I’m just praying that things dry up enough to get the garlic and bulbs in without rotting, not to mention enough to make digging the turnips and beets less disgusting (right now it wouldn’t be so much digging as mud-wrestling.)  My poor fig is outside with a blanket over its head and snow on top of that - I’m hoping it survives, because we haven’t wrapped it for winter yet.  It is safe to say that I’m feeling more than a little like Mary in the poem there, although without the annoying spouse (Eric is also working flat out).  Instead, it is the other man in my life - old man winter -  doing the pushing.

Next week has a lot of days in the 50s, so we’re probably fine.  But it is a good reminder of just how rapid the transition from season to season can be.  And as we enter not just a season of cold weather, but a winter of discontent and Depression, it becomes more and more urgent that live the seasons as they really are - not just cranking the heat and shifting to greens from California, but adapting to the realities of our climate.

That doesn’t have to be unpleasant.  In fact, except for the frustration of having been slacking, I’m enjoying my little snow days - there’s a fire in the cookstove, and stock bubbling away.  It is warm as toast next to the stove, and cool enough that my hot tea feels good in my hands while I type and read the news.  The thing is, I like stacking wood on the cold days of autumn - it warms me, it feels good to set my body to something useful.  I love gardening in fall, I like to dig in the cool moist soil, I like the warmth of the leaves I collect from along the street, and the smell of autumn earth.  I like to load hay, and my kids like to climb up in the hay barn in search of the nests the hens make.  I like to put the garden to sleep for the winter, tucking it under its mulch, and dreaming of next year. 

I look forward (not yet, but usually) to the first snow of the year, to the knowledge that it is time to turn inward, to concentrate on the things I’ve been ignoring while the outdoors summoned me so powerfully to it.  Now is the time to clean the messes I’ve been ignoring and work on indoor projects desperately needed.  And like everything in its season, it has a sense of rightness, of pleasure in the doing.  I don’t know how to explain it - you all know I’m no great housekeeper, nor is cleaning my favorite task - but somehow as winter begins, it feels right.  
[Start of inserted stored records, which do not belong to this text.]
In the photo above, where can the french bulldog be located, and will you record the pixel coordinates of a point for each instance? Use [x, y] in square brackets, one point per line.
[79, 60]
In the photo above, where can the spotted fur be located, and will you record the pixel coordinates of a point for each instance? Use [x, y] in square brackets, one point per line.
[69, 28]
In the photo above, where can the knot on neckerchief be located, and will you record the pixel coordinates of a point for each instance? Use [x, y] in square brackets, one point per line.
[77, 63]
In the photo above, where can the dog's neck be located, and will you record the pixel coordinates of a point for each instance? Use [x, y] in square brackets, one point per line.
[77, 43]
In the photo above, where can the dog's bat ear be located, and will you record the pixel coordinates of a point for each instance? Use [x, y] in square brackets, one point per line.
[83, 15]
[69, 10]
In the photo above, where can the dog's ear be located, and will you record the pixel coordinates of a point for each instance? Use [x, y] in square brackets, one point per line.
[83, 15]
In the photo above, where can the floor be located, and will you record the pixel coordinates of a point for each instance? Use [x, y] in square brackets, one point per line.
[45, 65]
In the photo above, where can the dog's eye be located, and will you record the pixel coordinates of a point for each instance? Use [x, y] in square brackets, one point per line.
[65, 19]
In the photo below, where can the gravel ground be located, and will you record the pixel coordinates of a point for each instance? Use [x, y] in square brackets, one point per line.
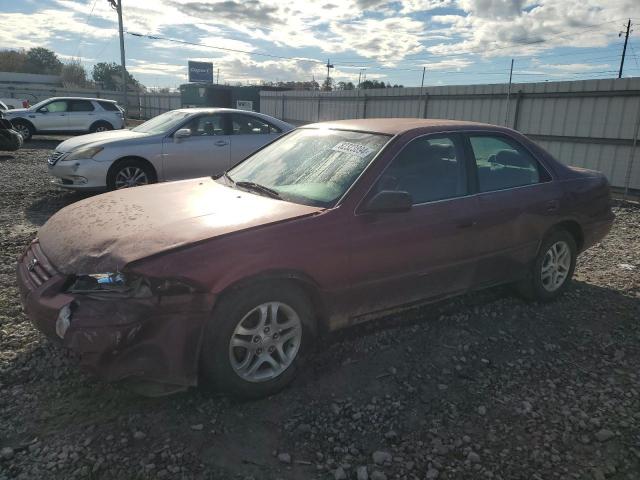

The brussel sprouts will be sweet with frost when we dig them out from under the snow.  The fig will probably survive a couple of cold days and await our insulation.  The bunnies spent a pleasant night in my office bouncing around and driving the dogs crazy, and will be cozily ensconced in the barn shortly, with the cozy noises of chickens, ducks and goats around them.  We’ll bed the animals more thickly, seal the windows, put down the storms, get used to mittens drying on the top of the warming oven.  It’ll all happen - we just aren’t quite ready yet.  But it is a good reminder to hurry, hurry, Sharon dear.